In Nagasaki, he paid homage to the survivors from the atomic bomb in the monument where all their names were written. While there, he asked the world to eliminate nuclear arms.
Convinced as I am that a world without nuclear weapons is possible and necessary, I ask political leaders not to forget that these weapons cannot protect us from current threats to national and international security.
He presided over a Mass next to a sculpture of the Blessed Mother, burned by the nuclear explosion. He remembered the victims of every war.

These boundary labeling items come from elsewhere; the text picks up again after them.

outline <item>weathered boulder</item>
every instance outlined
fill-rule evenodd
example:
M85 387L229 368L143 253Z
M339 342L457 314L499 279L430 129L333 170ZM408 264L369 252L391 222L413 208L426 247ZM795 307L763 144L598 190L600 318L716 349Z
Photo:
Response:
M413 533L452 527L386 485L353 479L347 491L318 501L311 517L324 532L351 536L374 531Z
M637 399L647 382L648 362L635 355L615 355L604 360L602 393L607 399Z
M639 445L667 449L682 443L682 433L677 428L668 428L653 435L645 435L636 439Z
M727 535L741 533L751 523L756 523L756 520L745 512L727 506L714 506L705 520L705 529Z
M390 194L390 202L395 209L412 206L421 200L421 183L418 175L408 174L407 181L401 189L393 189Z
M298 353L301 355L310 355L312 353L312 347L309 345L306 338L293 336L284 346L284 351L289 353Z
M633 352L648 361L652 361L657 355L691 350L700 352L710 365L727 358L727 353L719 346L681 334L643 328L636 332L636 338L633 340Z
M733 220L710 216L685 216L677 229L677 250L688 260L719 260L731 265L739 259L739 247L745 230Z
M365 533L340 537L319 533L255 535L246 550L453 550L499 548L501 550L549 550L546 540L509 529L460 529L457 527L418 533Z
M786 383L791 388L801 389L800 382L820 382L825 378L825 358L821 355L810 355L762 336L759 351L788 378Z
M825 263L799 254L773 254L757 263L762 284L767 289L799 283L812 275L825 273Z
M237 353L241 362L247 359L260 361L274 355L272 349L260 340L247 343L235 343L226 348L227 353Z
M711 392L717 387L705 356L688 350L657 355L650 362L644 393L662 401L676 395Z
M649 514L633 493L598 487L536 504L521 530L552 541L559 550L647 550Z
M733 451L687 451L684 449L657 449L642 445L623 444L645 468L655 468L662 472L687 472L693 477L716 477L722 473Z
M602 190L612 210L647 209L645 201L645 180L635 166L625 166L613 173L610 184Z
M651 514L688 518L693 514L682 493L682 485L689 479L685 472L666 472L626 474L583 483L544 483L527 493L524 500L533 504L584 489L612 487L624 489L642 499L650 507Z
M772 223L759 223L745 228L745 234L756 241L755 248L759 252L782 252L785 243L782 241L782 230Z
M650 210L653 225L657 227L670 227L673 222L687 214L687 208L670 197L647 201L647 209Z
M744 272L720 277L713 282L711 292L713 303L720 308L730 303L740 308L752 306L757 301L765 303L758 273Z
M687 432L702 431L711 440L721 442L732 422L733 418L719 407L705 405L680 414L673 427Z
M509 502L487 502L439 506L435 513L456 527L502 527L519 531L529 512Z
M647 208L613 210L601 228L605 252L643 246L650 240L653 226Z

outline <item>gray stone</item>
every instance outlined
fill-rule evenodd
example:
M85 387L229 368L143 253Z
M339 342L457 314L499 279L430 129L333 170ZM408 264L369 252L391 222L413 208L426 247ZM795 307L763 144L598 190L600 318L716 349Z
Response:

“Nagasaki bears in its soul a wound difficult to heal, a scar born of the incomprehensible suffering endured by so many innocent victims of wars past and those of the present, when a third World War is being waged piecemeal.Let us lift our voices here and pray together for all those who even now are suffering in their flesh from this sin that cries out to heaven.”
He also remembered the history of Christian persecution in Japan. On this particular hill 26 martyrs were crucified in the sixteenth century.

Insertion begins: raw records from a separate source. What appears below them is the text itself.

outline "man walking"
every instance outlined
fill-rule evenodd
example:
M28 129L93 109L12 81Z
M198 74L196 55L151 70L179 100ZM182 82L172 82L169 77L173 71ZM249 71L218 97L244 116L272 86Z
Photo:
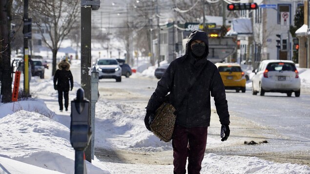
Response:
M172 135L174 174L186 174L187 157L188 173L200 174L210 126L211 96L222 124L222 141L229 135L225 88L216 66L207 58L208 53L207 34L193 31L186 43L185 55L171 62L145 108L145 123L150 131L155 111L168 93L169 102L178 107ZM196 79L189 88L193 78Z
M69 105L69 89L73 88L73 77L70 71L70 63L65 60L62 60L58 64L58 69L56 70L54 76L54 89L58 91L58 103L59 110L62 112L62 96L64 98L64 107L68 111ZM70 86L69 82L70 81ZM57 83L57 84L56 84Z

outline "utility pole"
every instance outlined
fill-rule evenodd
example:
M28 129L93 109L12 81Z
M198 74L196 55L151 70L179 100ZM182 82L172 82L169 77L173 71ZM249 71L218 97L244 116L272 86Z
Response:
M157 61L158 66L160 65L159 63L161 59L161 47L160 47L160 42L161 42L161 37L160 37L160 31L161 28L159 26L159 15L158 14L158 0L156 0L156 16L157 17L157 28L158 29L158 33L157 37Z
M29 27L28 18L28 0L24 0L24 16L23 16L23 34L24 34L24 94L26 97L31 97L29 93L29 48L28 47L28 39L29 33ZM31 21L31 20L30 20ZM30 21L31 22L31 21ZM31 30L30 37L31 37ZM31 75L31 73L30 75Z
M149 23L150 23L150 28L149 30L149 33L150 33L150 51L151 52L151 56L150 56L150 59L151 59L151 61L150 62L151 64L152 64L152 66L154 66L154 62L155 61L154 60L154 55L153 55L153 26L152 25L153 23L153 20L152 18L150 18L149 19Z
M222 8L223 9L223 26L226 27L226 3L225 1L222 1Z
M288 30L288 41L287 42L287 49L288 49L288 60L292 60L292 58L290 56L290 37L289 37L289 30Z
M203 30L206 31L206 14L205 14L205 0L202 0L203 2L203 26L204 28Z
M91 6L81 7L81 86L83 88L84 96L91 101ZM88 108L88 115L91 115L90 108ZM91 122L91 121L89 121ZM85 157L91 162L92 142L89 142L85 149Z
M81 1L81 86L84 97L91 101L91 10L100 7L100 0ZM91 107L88 108L88 116L91 116ZM94 120L89 116L90 127ZM92 141L85 150L85 159L91 163L94 159L94 143Z

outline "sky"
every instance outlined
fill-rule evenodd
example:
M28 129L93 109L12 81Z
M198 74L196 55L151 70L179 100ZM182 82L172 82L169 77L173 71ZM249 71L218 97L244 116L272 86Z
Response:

Let us pray with them and for them. Let us speak out and insist that religious freedom be guaranteed for everyone in every part of our world. Let us also condemn the manipulation of religions.
In Hiroshima, he visited the exact place where the atomic bomb exploded. He condemned the possession of nuclear weapons.
With deep conviction, I wish once more to declare that the use of atomic energy for purposes of war is today, more than ever, a crime not only against the dignity of human beings but against any possible future for our common home. The use of atomic energy for purposes of war is immoral. Just as the possession of nuclear weapons is immoral.
Pope Francis also wanted to offer his comfort to the victims of Fukushima. He heard the testimonies of the survivors from the earthquake, tsunami and nuclear disaster in 2011.
He also met with the Japanese Emperor, Naruhito, and later went to Kantei to meet with the Japanese Prime Minister. The pope proposed an international process to abolish the promotion and use of nuclear weapons.
I am convinced of the need to deal with the nuclear question on the multilateral plane, promoting a political and institutional process capable of creating a broader international consensus and action.
He gave the youth the mission of constructing peace. He told them if they really want to grow and mature, they must stop living for themselves and live for others.
Many things have been invented, but thank God there are still no 'selfies' of the soul. To be happy, we need to ask others for help. We need to have the photo taken by another, that is, to leave ourselves and go out to others.
Before heading back to Rome, the students and teachers at Sofia University of Tokyo gave him a very significant gift. It was sculpture of Kannon, the Buddhist goddess of mercy. Since she resembles the Blessed Mother, during the persecution, the Nagasaki Christians used to pray to her without being discovered.